Besides, business ventures that are eligible for the seven year tax holiday under Income Tax Act 80 IB (9) are liable for paying 18% minimum alternate tax (MAT), making the tax holiday less attractive. In the 2009 Finance Bill, the government limited the benefit of tax free profits for seven consecutive years only to those refineries that start operations on or before March 31, 2012.

IndianOil officials told FE that they would pursue the matter further with the government. “We would lose 40 cents on our gross refining margin (GRM) if we do not get the tax holiday,” said an official privy to the discussions. IndianOil reported a GRM of $3.41 a barrel in the first three quarters of the 2011-12 fiscal, against $5.05 in the same time a year ago.

Sources in North Block said that Pranab Mukherjee is averse to granting huge tax exemptions to individual businesses as the government’s tax base is finite and any shortfall may have to be made up with higher indirect taxes, which affect the common man more.

The cash-strapped North Block has also said the deadline was applicable for all firms alike. In the last week of March three oil majors announced the commissioning of new refineries. HPCL-Mittal Energy announced the joint venture has commissioned its 9 million tonne refinery at Bathinda in Punjab. MRPL, an arm of ONGC, said it has raised capacity from 11.82 million tonnes a year to 15 million tonnes, while Essar Oil said it has boosted the capacity of its Vadinar refinery to 18 million tonne a year.

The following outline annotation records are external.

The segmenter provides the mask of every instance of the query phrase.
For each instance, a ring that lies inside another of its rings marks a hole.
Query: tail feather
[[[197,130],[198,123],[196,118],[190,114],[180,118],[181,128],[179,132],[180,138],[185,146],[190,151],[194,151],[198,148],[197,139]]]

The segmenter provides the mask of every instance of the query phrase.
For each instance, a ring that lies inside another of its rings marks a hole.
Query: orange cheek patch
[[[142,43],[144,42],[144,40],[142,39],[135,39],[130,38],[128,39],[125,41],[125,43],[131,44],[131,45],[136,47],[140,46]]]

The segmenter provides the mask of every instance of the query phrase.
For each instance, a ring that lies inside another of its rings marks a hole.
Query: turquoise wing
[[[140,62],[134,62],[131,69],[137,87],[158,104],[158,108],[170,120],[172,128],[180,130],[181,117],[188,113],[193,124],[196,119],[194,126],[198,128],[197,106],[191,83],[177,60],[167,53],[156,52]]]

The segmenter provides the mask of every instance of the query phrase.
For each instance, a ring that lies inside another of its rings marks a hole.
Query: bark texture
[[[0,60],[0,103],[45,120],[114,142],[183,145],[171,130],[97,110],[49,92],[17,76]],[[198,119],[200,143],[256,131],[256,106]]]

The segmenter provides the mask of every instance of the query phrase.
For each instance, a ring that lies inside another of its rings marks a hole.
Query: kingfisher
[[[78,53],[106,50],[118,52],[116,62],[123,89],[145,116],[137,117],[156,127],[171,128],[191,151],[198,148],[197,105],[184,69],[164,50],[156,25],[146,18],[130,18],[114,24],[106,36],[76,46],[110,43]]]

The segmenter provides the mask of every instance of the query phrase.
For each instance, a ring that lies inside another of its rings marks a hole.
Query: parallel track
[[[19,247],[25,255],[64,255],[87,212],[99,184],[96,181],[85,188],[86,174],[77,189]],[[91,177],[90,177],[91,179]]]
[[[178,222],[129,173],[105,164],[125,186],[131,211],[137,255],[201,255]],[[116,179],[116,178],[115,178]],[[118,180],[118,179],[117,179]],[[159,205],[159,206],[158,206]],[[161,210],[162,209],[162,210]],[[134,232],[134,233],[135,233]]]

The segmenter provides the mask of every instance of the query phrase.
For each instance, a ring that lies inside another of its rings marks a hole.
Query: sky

Experts, however, said that not getting the tax holiday will indeed have adverse an impact on new refinery projects. In the initial few years, if the overall profit is equal to the 25% depreciation expense claimed, then their tax liability is offset. But in the fifth, sixth and seventh years, having a tax holiday will certainly help refineries, said Nabin Ballodia, partner, KPMG. “The income tax holiday that existed in the Act cannot be said to be inconsequential,” said Ballodia.

IndianOil’s 15 million tonne a year refinery project got delayed due to a host of reasons including delays in procurement, skilled man power shortage, court orders staying construction on Mahanadi river and non-availability of timely clearance for right of way to lay pipelines, minister of state for petroleum and natural gas RPN Singh told Parliament in March.

With the new projects, India’s refining capacity has gone up from 194 million tonne a year to 210 million tonne. It is expected to further go up to 238 million tonne next year and to 310 million tonnes by 2016-17.